Doctor of Philosophy (PhD)

Department

Greek, Latin, and Classical Studies

Abstract

This dissertation examines the region along the Stanegate frontier, just below Hadrian’s Wall, on both a macroscopic and microscopic level, to analyze how landscape affected placement of forts, camps, and other military structures. It aims to explore known archaeological structures as well as expose new areas of interest, not yet discovered through traditional survey methods. It asks the question of whether temporary structures helped lead to the development of permanent structures, as part of the overall limes defensive strategy. While a lack of archaeological dating on many of these structures often provides the greatest challenge, the aim is to determine what additional information can be deduced about how landscape affected this region and to set an agenda of future survey work, designed to improve our understanding of it. In addition, this approach aims to improve understanding of the function of these installations and their relationship to the Wall and each other. Aerial photography and the construction of a geographic information system (GIS) can prove a valuable tool in surveying the region, to extract data from forts, camps, and recently discovered land depressions.
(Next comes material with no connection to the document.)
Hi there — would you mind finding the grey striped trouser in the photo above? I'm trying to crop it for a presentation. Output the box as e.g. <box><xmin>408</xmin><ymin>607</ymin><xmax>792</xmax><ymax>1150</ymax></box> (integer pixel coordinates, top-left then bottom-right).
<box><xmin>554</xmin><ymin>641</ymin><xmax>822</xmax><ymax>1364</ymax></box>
Measurements can be taken to determine if there is a similar building pattern which might reflect contemporaneous construction periods. Distances between structures can be taken to determine the significance of their spacing and arrangement. In addition, data sets containing information on bedrock, ancient woodlands, ecology, and hydrology can provide valuable insight on the topography of each site. This work is meant to serve as a foundational piece for future scholars to build upon to continue to expand our understanding of the region, as computational methods become more sophisticated and data access becomes more readily available across the globe.